Провансальский триптих - [112]
Необычен и авторский голос, звучащий со страниц трилогии. Адам Водницкий — внимательный наблюдатель, который не только многое замечает и много знает, но еще и увлекательно обо всем рассказывает. Конечно, в силу национальной принадлежности, биографии, профессии, увлечений, он неотделим от своих историй, но никогда не заслоняет собой того, о чем говорит. Своей подписью он удостоверяет правдивость текста, а хозяйничать в нем себе не позволяет. Рассказ свой ведет спокойно, неторопливо, негромко. Каденция фраз размеренная (отзвуки школьной латыни?), отмеченная какой-то старинной изысканностью. За безумствами истории автор наблюдает отстраненно (возможно, учитывая уроки кавафисовской сдержанности). С читателем не фамильярничает, не пустословит; предметен и точен — как в описаниях растений, насекомых и птиц, так и в переводах стихов.

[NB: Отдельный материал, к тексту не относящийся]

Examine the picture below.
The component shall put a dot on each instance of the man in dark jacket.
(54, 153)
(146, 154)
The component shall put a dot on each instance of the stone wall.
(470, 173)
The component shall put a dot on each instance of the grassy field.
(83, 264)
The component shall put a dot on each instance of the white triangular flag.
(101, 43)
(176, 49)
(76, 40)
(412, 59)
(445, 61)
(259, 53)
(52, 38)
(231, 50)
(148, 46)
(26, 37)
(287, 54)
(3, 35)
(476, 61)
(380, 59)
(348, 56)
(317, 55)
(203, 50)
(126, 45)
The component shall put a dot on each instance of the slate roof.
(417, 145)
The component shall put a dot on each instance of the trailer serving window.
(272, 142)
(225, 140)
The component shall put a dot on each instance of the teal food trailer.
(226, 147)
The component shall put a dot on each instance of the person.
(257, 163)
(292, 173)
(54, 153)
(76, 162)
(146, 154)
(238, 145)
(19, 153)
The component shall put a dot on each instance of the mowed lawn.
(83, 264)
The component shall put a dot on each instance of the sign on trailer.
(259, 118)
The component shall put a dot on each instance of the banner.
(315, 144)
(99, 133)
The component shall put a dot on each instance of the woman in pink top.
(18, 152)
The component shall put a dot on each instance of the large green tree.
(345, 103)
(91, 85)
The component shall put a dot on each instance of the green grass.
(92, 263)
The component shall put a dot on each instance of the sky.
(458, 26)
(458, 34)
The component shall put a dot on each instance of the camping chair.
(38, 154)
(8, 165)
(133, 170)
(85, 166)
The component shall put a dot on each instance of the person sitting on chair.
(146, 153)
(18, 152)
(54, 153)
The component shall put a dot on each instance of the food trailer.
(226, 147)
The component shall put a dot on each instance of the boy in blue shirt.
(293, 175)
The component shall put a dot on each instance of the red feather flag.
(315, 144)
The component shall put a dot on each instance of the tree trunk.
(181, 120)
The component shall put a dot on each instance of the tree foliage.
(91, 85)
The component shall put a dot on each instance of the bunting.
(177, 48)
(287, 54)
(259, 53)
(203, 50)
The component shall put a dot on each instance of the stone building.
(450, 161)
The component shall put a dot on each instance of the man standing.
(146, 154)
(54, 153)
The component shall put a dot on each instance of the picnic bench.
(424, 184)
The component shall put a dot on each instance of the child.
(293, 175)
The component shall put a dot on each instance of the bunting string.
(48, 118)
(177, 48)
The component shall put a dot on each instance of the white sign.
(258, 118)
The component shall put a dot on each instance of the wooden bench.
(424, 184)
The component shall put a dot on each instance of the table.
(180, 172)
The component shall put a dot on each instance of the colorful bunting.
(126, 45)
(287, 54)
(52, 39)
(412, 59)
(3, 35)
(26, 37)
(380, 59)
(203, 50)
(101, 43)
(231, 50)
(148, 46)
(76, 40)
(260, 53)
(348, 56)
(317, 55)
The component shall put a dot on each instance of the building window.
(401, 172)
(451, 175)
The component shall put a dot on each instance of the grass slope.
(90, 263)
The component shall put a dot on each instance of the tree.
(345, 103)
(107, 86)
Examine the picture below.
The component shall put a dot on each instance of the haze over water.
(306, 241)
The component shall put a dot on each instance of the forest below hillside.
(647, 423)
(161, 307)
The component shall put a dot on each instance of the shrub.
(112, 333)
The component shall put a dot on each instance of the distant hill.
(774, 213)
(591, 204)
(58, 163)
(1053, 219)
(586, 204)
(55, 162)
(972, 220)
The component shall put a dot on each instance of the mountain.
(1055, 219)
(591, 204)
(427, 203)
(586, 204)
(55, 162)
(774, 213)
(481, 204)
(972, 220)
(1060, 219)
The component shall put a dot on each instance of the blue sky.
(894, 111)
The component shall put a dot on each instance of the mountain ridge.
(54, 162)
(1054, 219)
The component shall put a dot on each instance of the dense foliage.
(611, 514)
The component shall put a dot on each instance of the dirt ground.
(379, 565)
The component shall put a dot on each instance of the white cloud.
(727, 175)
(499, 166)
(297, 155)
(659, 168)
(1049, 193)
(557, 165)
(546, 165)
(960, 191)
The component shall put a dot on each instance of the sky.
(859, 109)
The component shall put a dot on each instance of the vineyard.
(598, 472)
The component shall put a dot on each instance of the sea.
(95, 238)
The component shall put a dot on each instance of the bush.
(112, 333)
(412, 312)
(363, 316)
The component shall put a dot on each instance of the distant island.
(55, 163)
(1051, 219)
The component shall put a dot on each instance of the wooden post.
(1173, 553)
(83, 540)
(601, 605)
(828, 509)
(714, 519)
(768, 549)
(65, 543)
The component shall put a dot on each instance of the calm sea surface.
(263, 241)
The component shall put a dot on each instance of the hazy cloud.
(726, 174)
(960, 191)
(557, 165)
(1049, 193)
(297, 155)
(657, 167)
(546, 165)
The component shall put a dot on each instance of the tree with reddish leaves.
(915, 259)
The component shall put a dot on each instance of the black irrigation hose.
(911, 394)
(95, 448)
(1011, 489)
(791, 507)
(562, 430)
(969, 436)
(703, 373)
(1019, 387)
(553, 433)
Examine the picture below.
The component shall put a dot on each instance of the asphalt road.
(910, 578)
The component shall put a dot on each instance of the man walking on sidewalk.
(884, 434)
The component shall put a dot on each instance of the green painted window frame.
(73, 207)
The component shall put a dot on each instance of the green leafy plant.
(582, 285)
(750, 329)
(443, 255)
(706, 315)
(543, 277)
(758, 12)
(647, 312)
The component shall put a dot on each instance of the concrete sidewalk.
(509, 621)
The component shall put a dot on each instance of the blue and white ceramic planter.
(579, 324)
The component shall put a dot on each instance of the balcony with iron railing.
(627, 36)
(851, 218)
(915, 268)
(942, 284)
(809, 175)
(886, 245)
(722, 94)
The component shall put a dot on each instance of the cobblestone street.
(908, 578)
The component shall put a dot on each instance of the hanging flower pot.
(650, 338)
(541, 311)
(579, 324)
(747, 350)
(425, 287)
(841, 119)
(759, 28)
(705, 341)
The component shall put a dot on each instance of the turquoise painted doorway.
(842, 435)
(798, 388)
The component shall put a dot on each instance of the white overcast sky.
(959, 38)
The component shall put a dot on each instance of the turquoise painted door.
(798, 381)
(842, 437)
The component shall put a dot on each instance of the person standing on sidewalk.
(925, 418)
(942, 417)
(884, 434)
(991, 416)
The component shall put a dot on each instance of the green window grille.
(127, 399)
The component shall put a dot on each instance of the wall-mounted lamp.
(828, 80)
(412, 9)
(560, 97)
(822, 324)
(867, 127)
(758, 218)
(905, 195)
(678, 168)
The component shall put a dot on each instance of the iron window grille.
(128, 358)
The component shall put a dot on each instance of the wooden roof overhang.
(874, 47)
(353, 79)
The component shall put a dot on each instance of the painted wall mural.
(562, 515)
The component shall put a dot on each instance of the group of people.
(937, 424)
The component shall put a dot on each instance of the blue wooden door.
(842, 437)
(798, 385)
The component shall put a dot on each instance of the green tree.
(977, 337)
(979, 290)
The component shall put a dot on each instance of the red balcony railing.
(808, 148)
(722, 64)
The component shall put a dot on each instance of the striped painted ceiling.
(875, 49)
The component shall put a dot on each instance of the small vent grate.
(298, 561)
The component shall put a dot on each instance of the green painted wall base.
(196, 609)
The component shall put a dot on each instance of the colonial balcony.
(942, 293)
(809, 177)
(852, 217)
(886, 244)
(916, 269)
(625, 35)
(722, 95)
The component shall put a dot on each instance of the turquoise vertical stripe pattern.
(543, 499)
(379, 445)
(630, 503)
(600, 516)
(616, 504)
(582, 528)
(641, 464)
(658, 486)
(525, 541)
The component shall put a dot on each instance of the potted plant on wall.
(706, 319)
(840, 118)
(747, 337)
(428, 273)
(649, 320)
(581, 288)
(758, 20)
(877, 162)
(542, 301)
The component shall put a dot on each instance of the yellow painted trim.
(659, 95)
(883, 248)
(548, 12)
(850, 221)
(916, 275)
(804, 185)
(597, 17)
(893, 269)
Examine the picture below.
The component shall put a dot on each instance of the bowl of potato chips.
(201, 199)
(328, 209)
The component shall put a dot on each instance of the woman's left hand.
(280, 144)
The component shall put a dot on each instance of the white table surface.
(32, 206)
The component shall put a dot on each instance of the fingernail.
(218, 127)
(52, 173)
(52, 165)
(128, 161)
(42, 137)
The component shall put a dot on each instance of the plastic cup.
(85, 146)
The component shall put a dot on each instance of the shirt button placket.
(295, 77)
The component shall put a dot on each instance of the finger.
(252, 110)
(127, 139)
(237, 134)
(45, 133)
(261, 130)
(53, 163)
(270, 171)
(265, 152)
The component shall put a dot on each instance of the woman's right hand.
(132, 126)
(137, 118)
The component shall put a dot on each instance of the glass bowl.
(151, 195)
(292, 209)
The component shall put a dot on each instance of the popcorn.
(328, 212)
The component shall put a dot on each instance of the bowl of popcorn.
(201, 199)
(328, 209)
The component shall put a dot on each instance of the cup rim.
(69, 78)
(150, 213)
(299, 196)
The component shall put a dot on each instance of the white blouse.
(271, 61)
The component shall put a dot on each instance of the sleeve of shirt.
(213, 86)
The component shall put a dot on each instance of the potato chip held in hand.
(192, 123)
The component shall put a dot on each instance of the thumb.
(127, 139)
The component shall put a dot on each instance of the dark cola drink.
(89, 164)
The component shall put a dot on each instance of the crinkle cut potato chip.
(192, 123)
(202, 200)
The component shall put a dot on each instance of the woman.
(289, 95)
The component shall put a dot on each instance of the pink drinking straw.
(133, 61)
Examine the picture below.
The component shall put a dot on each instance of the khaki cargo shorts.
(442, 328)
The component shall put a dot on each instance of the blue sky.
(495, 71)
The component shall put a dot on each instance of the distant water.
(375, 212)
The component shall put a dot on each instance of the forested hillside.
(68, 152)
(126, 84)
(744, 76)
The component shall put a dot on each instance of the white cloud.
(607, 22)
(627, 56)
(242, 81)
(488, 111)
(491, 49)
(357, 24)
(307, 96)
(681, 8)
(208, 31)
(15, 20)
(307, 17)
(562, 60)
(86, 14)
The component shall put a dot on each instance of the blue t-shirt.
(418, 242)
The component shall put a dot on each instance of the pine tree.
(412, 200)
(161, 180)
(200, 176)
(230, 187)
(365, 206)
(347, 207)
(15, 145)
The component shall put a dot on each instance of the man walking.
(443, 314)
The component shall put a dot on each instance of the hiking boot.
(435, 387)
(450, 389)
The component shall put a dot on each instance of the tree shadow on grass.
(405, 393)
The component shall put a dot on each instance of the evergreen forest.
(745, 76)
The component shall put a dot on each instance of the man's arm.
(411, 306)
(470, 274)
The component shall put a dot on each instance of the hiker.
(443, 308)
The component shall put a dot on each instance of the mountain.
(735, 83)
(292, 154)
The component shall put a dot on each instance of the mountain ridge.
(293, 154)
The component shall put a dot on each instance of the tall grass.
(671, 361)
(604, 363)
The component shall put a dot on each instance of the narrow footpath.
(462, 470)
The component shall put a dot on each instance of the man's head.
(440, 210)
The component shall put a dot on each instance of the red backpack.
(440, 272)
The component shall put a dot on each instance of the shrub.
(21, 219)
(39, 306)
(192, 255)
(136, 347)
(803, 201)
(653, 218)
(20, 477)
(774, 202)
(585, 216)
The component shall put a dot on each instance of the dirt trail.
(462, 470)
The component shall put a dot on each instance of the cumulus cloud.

От провансальского китча, которым забиты полки книжных магазинов, от всей этой скучной и предсказуемой макулатуры цвета лаванды трилогию Водницкого отличает своеобразный способ постижения автором мира, о котором ведется рассказ. Что же это за способ? Скажем коротко: о чем бы Адам Водницкий ни писал — о земле, воде, растениях, небе, животных, людях, камнях, — его перо превращает описываемый «объект» в многослойный символ. Действительность, открывающаяся глазу эссеиста, показана будто в геологическом разрезе. Далекое от краеведческих стандартов повествование в конце концов становится герменевтикой символов природы и культуры. Да, именно герменевтикой, ибо Водницкий — и это очевидно — преобразовывает места, людей и события в многозначные символы, в семиофоры, обладающие особой силой воздействия. Отвечает символом на символ, да еще и вовлекает нас, читателей, в свои рефлексии.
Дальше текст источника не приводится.